Chaos facing Pakistan
By S.P.SETH
The news is that Pakistan army has stopped its operations against the Taliban in South Waziristan on the Pakistan-Afghan border. There has been no detailed information about the success or otherwise of the Pakistani offensive.
It is reported, though, that the army has given the control of the region to the tribal chiefs. Again, there is no real information about how the tribal chiefs will deal with the new situation and what will be the role of the Pakistan army in the new developments?
It is on par with the previous arrangements the army made to strike a deal with the tribal chiefs and the Taliban to co-opt them, with the proviso that they will break off with the al-Qaeda.
But these attempts failed disastrously in the past and are unlikely to be any more successful than before. Such interludes of supposed co-existence between the army and the Taliban only gave them valuable time to disperse and regroup, starting the conflict all over again with greater intensity.
The Pakistan military created the Taliban in the first place by throwing its weight behind them in Afghanistan’s civil war in the nineties. When the Taliban captured power in Afghanistan, Pakistan seemed to have achieved its strategic objective of “defense in depth” in any potential war with India.
Things seemed to be going well until the al-Qaeda mayhem occurred in the United States on 9/11, 2001.
With the subsequent US invasion of Afghanistan, Pakistan had to (under US pressure) confront the Taliban and its militant offshoots that had sprung up with official support and encouragement. These militant offshoots, like Lashkare-e-Toiba and others, were let loose in Indian Kashmir to overstretch and pin down Indian military in that region.
Afte 9/11, however, all Pakistan’s carefully crafted and structured maneuvers, centered on the Taliban in Afghanistan and its militant offshoots in Pakistan, started to become a liability. The monster(s), which Pakistan army had created, started to turn on the country’s establishment, surprisingly even defeating the army at times in large-scale operations.
The Pakistani Taliban and its offshoots enjoyed considerable sympathy and support of the wide sections of Pakistan’s population, because of the government’s perceived role as doing the US bidding.
However, in the midst of all this, the military has kept its lines of communications open with top echelon of the Taliban leadership of Afghanistan, who are sheltering in Pakistan across the border from Afghanistan.
The visiting US Secretary of State, Hillary Clinton, was right when she said that it was difficult to believe that these Taliban and al-Qaeda leadership were hiding in Pakistan without anyone knowing their whereabouts.
It is these conflicting signals, among other things, that have militated against an effective Pakistani strategy to flush out militancy in the country.
These militant elements are considered strategic assets against India in Kashmir, once the Americans have withdrawn from Afghanistan—whenever that might be. A new friendly government in Afghanistan, supposedly under a new Taliban umbrella, will give Pakistan strategic depth against India.
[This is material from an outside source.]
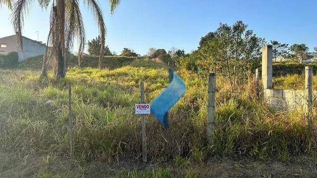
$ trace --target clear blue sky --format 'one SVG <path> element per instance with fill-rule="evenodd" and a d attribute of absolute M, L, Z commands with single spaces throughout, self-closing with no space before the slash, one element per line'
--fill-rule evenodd
<path fill-rule="evenodd" d="M 34 1 L 25 20 L 23 35 L 46 41 L 49 14 Z M 146 53 L 153 47 L 171 47 L 189 52 L 196 48 L 200 38 L 214 31 L 219 23 L 232 24 L 242 20 L 258 36 L 267 41 L 305 43 L 312 51 L 317 46 L 317 0 L 121 0 L 113 15 L 108 1 L 100 1 L 107 27 L 106 44 L 118 53 L 130 47 Z M 98 29 L 90 12 L 81 4 L 86 37 L 98 36 Z M 0 9 L 0 38 L 13 34 L 11 12 Z M 77 45 L 76 45 L 77 46 Z M 74 49 L 75 51 L 76 49 Z"/>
However, in the meantime, Pakistan is increasingly becoming a basket case with no effective government, with its economy going down the hill at a faster rate.
At this rate, Pakistan might end up with no government worth the name to worry about the country’s strategic assets or losses, having done the hatchet job of ruining the country by creating a space for all kinds of militancy of one description or the other.
And this will be the worst kind of terrorist threat for the world at large.